'Bure din': Farm laws are aimed to squeeze farmers' livelihood

Since 26th November, farmers from across the country are protesting against the new Farm Acts. On the same day, the largest general strike in history saw the participation of more than 25 crore workers in support of the farmers' protest. While the farmers raised the slogan 'Dilli Chalo' and marched towards Delhi

By Ganesh Katrapati  Published on  9 Dec 2020 3:32 AM GMT
Bure din: Farm laws are aimed to squeeze farmers livelihood

Hyderabad: Since 26th November, farmers from across the country are protesting against the new Farm Acts. On the same day, the largest general strike in history saw the participation of more than 25 crore workers in support of the farmers' protest. While the farmers raised the slogan 'Dilli Chalo' and marched towards Delhi, they were met with police barricades, water cannons, and tear gas. Undeterred, more than 3 lakh farmers have gathered at Delhi and continue the protest there. They demand the repeal of the three farm acts which they assert are anti-farmer and would lead to the corporate takeover of agriculture. More than 500 agricultural organizations and unions had called for a Bharat Bandh on December 8 which while being supported by people from different walks of life and many political parties has also, seen considerable International solidarity.

Before we delve into the details of the farm acts and the reasons for the farmers opposing them, let us remember that India is plagued by ever-rising suicides of farmers – Even in 2019, every day 28 farmers take their own lives [1] – A total of 2,96,483 which is equivalent to five times the deaths occurred due to Hiroshima. Why is this happening? The input costs (seeds, fertilizers, fuel, etc) have risen but the share of farmers' income has gone down considerably [2]. The fluctuations in crop yields and in the market have to be borne by the farmer who succumbs to debt.

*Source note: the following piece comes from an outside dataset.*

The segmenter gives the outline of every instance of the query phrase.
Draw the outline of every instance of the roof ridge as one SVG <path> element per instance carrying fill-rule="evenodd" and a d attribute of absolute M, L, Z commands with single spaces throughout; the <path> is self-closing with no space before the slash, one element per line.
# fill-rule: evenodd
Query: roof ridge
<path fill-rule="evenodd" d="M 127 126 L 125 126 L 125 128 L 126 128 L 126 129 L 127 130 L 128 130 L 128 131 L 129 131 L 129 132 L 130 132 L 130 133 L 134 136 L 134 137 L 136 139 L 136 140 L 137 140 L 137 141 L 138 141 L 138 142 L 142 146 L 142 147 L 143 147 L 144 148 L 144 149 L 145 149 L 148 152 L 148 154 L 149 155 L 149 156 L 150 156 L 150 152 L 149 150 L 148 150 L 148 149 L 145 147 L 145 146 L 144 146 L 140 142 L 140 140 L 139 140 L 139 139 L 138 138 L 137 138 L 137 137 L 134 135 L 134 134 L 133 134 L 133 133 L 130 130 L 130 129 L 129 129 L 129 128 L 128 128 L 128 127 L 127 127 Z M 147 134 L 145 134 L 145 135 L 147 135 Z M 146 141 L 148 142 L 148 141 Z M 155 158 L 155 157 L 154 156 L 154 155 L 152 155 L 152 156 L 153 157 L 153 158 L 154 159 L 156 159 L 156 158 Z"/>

India is an economy that is still very dependent upon agriculture. A conservative estimate puts more than 50% of the workforce employed by agriculture with nearly 86.2% of small and medium-scale farmers owning less than 2 hectares of land. The APMCs / Mandis (Agricultural produce market committee) were introduced to protect farmers from exploitation by large retailers and money lenders. The APMC along with the MSP (Minimum Support Price) helps the farmers get a fair price. The APMCs provide space for collective bargaining for the farmers and the MSP apart from being a safety-net to the farmers also plays a crucial role in the country's PDS (Public distribution system).

This brings us to the first farm act - "Farmers' Produce Trade and Commerce (Promotion and Facilitation) Act" which professes to "expand" scope of trade areas other than the mandis. This act is said to "free" the farmers from the "clutches" of the mandi system. It is supposed to enable the farmers to sell their produce anywhere and everywhere. This is all but a pipe dream and a potent misdirection. The only ones with the ability and means to sell "anywhere and everywhere" are the corporate agricultural firms with huge investments, delivery, and storage systems. They will be able to bring the prices down precipitously and control the entire market. Farmers will have to sell their produce at the prices dictated by these big firms. This is why the farmers all over the country are demanding that MSP be codified into law for which all the prime minister can come up with is to "trust" him. If it is possible to bull-doze three new laws without any parliamentary discussion, why is it so hard to provide for MSP in the law?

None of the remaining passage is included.